KEILA SZPALLER keila.szpaller@missoulian.com​ ​ ​

If you want to get to know a University of Montana employee who is also one of the newest members of the Missoula County Public Schools Board of Trustees, check out reporter Cameron Evans' profile of Wilena Old Person.

Old Person is currently program coordinator for the Health Careers Opportunity Program at the College of Health Professions and Biomedical Sciences. A nonprofit leader familiar with her work said this in the story:

Wilena just has this natural ability to lead with grace and collaboration and wisdom and vision,” said Heidi Wallace, the executive director of Empower MT, an organization that develops youth and adult leaders to correct systemic inequalities.

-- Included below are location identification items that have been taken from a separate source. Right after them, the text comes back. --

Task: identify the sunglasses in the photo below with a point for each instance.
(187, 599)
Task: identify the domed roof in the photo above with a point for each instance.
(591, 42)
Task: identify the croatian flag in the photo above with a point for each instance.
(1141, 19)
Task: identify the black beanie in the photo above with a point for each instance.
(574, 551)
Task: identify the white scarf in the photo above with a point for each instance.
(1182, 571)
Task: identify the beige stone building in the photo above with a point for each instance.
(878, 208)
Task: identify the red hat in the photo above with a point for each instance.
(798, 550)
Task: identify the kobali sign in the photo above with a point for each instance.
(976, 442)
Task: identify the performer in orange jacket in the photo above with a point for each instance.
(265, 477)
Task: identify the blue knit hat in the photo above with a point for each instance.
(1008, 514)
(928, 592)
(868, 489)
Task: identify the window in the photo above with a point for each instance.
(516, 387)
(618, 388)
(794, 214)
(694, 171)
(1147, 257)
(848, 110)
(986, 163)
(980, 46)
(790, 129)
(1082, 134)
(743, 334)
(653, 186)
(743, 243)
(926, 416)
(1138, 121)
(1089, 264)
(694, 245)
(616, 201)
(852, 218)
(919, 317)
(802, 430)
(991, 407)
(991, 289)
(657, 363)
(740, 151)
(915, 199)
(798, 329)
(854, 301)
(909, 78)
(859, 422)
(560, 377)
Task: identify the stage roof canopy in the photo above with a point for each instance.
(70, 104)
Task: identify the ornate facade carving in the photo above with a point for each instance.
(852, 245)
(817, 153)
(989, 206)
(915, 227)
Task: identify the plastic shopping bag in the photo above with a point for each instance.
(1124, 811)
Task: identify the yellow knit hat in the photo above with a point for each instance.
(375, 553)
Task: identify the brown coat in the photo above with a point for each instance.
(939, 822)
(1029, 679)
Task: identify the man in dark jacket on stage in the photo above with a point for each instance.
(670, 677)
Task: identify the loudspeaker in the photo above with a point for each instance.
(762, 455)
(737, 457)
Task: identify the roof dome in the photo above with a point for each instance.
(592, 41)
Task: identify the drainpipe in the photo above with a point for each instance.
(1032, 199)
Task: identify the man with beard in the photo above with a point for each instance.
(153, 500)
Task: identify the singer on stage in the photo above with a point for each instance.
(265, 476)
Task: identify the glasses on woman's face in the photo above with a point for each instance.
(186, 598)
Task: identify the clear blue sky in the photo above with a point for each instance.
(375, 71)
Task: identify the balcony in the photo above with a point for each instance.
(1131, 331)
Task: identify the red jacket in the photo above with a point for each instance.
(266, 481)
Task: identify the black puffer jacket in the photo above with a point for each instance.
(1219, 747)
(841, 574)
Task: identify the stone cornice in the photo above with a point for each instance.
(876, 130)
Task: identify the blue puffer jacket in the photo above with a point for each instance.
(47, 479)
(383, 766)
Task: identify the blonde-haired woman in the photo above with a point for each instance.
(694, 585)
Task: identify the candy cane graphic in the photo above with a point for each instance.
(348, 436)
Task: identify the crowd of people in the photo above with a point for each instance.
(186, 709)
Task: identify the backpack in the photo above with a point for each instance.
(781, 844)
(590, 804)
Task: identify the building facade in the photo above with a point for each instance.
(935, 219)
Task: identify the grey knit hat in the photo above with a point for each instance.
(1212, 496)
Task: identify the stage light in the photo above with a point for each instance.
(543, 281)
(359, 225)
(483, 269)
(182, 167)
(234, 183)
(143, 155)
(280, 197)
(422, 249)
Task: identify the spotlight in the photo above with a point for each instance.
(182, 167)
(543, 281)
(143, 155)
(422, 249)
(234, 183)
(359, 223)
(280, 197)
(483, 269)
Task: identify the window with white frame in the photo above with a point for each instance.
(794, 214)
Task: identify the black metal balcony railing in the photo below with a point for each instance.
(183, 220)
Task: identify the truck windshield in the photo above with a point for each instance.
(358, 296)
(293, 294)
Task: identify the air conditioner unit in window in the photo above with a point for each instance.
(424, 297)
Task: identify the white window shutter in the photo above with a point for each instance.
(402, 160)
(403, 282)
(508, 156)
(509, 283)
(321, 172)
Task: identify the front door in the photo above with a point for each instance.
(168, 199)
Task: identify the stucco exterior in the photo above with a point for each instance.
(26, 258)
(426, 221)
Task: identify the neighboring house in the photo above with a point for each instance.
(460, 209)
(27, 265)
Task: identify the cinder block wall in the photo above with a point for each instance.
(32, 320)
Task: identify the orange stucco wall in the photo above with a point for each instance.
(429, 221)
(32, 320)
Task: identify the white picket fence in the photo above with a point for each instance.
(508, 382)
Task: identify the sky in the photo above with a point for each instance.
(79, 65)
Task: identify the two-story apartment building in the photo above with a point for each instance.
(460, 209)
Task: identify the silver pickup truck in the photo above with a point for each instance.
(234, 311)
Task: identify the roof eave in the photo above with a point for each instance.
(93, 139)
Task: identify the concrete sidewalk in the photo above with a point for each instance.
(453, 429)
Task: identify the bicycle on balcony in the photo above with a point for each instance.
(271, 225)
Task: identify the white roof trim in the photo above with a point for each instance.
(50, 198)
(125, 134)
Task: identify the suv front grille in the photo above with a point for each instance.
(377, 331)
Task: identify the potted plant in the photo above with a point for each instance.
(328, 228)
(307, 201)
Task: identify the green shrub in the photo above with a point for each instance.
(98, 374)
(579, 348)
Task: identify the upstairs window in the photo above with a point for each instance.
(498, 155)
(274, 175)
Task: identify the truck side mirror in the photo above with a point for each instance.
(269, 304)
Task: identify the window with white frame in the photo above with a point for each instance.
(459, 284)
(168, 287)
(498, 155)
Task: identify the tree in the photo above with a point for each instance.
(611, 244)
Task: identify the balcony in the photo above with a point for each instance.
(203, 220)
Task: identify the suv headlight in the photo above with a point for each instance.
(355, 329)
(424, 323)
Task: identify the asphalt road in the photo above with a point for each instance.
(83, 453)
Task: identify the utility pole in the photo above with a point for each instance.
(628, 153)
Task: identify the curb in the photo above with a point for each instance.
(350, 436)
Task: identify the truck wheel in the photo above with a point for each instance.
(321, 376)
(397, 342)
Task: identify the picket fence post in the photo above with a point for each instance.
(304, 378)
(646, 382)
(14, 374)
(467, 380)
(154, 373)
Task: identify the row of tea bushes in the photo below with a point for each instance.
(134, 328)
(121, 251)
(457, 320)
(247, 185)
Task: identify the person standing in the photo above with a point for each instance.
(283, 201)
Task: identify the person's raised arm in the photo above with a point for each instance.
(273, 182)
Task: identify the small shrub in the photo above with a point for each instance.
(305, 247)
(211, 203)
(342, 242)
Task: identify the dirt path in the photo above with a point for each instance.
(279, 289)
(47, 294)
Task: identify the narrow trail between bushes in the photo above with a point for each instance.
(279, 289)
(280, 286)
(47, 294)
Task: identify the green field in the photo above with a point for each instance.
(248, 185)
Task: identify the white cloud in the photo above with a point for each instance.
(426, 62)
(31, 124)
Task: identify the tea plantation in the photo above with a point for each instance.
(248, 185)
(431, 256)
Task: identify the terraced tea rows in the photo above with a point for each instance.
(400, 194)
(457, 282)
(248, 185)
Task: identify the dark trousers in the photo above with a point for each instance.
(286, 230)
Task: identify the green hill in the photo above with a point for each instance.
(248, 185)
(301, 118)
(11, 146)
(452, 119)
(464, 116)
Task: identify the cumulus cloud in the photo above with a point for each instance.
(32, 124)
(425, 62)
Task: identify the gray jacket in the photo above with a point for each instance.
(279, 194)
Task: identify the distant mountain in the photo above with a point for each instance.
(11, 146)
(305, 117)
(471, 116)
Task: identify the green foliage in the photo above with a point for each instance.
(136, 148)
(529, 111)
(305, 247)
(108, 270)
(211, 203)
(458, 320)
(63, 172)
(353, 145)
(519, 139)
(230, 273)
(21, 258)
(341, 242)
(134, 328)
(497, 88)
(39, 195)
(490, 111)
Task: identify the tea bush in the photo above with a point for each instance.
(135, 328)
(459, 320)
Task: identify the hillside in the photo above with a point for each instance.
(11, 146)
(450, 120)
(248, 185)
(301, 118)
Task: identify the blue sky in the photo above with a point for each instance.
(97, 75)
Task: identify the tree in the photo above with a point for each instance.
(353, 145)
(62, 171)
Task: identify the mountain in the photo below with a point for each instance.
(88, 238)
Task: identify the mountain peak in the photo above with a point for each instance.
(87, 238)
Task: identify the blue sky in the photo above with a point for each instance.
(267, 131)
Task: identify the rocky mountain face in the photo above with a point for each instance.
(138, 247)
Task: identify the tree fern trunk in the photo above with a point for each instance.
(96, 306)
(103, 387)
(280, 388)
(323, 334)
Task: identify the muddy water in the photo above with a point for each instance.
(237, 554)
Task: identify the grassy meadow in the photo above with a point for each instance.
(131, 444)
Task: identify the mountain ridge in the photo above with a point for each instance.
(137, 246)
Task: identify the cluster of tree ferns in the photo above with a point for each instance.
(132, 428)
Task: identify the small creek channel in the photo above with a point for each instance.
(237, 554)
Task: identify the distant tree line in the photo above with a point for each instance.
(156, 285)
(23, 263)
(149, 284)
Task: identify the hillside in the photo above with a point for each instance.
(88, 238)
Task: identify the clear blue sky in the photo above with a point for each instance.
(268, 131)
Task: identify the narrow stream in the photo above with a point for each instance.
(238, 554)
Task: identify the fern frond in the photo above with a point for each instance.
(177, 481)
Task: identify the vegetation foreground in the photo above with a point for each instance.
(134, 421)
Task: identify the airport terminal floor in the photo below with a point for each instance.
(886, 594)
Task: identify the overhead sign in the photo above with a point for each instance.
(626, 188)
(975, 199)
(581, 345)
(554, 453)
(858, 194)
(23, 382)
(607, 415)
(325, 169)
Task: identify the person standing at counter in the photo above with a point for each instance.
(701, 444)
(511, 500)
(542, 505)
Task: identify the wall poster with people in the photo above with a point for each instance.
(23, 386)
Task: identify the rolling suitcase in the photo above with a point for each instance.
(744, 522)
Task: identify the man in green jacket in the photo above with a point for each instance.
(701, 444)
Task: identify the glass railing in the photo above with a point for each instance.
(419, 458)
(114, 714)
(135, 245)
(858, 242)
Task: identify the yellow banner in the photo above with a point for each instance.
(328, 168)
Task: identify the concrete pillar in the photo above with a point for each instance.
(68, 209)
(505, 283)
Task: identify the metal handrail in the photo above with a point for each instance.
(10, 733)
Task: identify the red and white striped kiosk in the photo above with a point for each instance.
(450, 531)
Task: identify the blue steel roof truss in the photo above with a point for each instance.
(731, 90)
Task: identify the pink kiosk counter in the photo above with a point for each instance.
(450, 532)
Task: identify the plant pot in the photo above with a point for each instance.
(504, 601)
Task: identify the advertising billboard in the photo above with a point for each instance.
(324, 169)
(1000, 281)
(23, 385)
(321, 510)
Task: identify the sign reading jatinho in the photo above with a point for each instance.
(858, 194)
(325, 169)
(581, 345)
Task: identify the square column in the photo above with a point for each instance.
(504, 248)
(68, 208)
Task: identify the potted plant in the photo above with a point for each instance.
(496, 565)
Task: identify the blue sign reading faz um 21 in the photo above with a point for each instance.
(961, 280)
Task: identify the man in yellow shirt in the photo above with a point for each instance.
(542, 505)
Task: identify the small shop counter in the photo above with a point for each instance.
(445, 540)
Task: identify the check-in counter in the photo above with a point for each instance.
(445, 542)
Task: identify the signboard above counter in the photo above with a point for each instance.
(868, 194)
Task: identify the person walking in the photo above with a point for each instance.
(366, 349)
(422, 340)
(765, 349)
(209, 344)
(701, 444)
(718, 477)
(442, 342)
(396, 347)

In the story, Evans describes all the different volunteer jobs Old Person has done:

She has volunteered for numerous positions over the years, having served as a member and the co-chair of the Diversity Advisory Council at UM, a member of the UM Presidential Search Committee in 2017, a member of the DiverseU Planning Committee, a member of the Board of Directors at Empower MT, a member of the Board of Directors, the Chair and the Secretary of the Missoula Urban Indian Health Center, and as an adviser for the Kyiyo Native American Student Association since 2011 — and that’s not even half of the positions she’s held in the last 10 years, in addition to her full-time job.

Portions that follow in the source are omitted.